QUESTION NUMBER FOUR



 



 



            The notion that employee
performance is a critical component of reward system makes Performance
Appraisals and Performance Management of paramount importance to compensation
decisions. After all, employees work to elicit good performance worthy of a good
pay.  Performance Appraisal systems are methods of income justification to
determine if the salary or compensation received by an employee is backed up by
good performance in line with the company’s standards. Performance Management,
on the other hand, is the systematic process by which an agency involves its
employees in improving organizational effectiveness in the accomplishment of
agency mission and goals ( 2006). Both systems aim to monitor and evaluate
performance, rate it and then reward good performance.  However, companies must
be aware of the nine errors commonly encountered in the performance appraisal
process.

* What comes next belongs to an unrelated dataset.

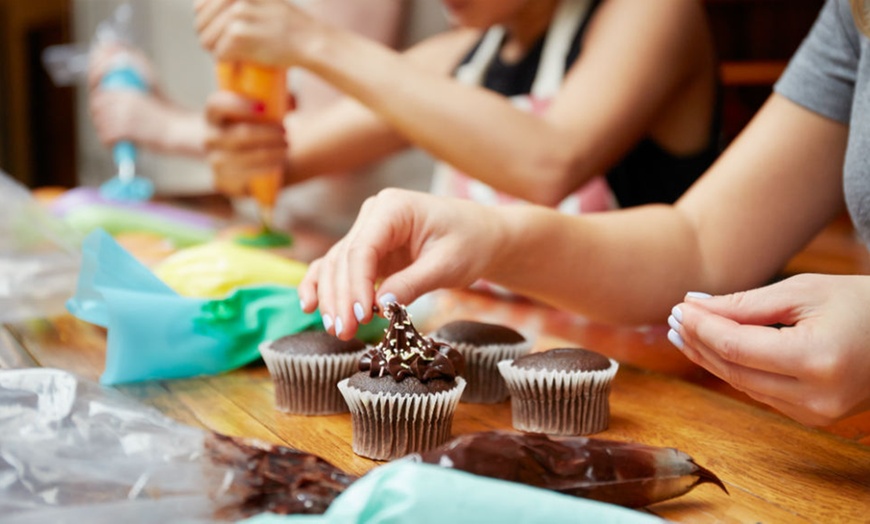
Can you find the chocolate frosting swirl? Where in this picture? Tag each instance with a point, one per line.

First is the halo error wherein the appraiser gives favorable ratings
to all job duties based on an overall, general impression of the ratee’s one job
function.  The second is horn error which is the opposite of halo when a rater
gives negative ratings across all performance dimensions based on an unfavorable
performance in one dimension. Third, first impression error occurs when a
negative or positive opinion on the ratee developed by the rater early on the
rating period affects the evaluation of future performance.  Fourth is recency
error wherein opinion on employee performance at the end of the review period
becomes central in the employee’s ratings for the entire period.  Fifth is
leniency error wherein a rater sees everything good on the rater and gives
ratings higher than what is deserved.  Sixth is severity error which focuses on
everything bad about the rater and gives ratings lower than what is deserved.
Seventh is central tendency error which is the tendency of the rater to assign
average ratings for all dimensions.  Eighth, clone error happens when the rater
gives better ratings to employees who he/she sees as having the same behaviors,
attitudes and personality as his/hers.  The last is spillover error which is a
continuing unfavorable rating to an employee for performance errors in previous
rating periods.   In order to correct these errors and maintain the central
purpose of pay system i.e. to reward performance based on evaluation and
appraisal, an organization needs three things.  First, it needs to have a
concise definition of performance which may include the set of competencies that
employees possess or acquire.  Merit increases may be linked to employee’s
ability and willingness to demonstrate key competencies.  Second, there is a
need for a continuum of performance measure that describes different levels from
low to high.  Lastly, the organization has to determine the amount of merit
increase to be given to each level of performance. Organizations must clearly
set specific measure of performance and each performance measure must be given
specific compensation amount.  When the reward and compensation system is seen
as just and appreciative of good performance, employees would deliver more
effectiveness and commitment to organizational objectives.